My initial interest in dentistry/dental hygiene started after I had received my RN at the age of 20. Back then, nursing consisted of weekends and nights and I didn’t want to work like that the rest of my life. I was contemplating getting a BS-possibly in something else. My brother-in-law at the time suggested hygiene-good hours and pay. At that point, I had never had my teeth cleaned before-even after begging my parents to take me to our 2nd cousin who was a DDS in town. I grew up scrubbing my enamel away, and water-picking just to do everything I could to keep my teeth clean. (My father, who was an MD-thought he could “see” all the cavities, so didn’t need to go to the dentist-what do you do when you are 12?)

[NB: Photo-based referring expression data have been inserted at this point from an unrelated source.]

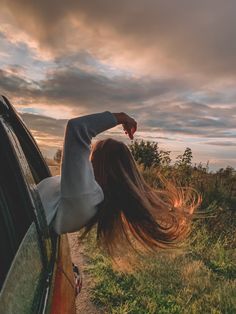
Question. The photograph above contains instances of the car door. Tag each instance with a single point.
(35, 270)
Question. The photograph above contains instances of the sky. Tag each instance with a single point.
(169, 64)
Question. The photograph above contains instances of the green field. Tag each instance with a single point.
(198, 278)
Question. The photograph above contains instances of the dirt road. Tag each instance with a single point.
(83, 303)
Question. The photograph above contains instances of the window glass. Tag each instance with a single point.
(16, 214)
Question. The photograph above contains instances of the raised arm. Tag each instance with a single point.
(80, 193)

If I was going to do hygiene-I only wanted to go to Loma Linda University or not at all. I was accepted and during the 2 years there worked nursing also. I was very fortunate to be able to go on the school’s mission trip between my Jr & Sr year where I did extractions, carved amalgams and practiced injections that I wouldn’t think of doing in the states. Every one of my classmates wanted to go. There was one spot and I secured that spot by telling the committee they needed an RN on the trip in case something happened!!!!
I came back from that mission trip so inspired by all that I saw and treated I wanted to take oral surgery. I calculated how many years that would take (10 plus) and realized I could get my fill of helping people by just going on mission trips instead of investing 10 years more of school.
When I took hygiene, not knowing anything about it, I told myself if I didn’t like it I would continue to do nursing. I loved both. So, when I graduated, I worked two hospital jobs and two dental hygiene jobs for almost 20 years.
When the hospital situation got bad in the mid 1990’s, having 12 patients to take care of in a 12-hour shift, and not able to do my best, I stopped doing nursing for a couple of years and continued doing hygiene. Then when my marital situation changed and I needed more hygiene work-there was none: too many hygienists being turned out of 2 year programs. As I would say, “Hygiene schools are more prolific than gas stations-there is one on every corner”.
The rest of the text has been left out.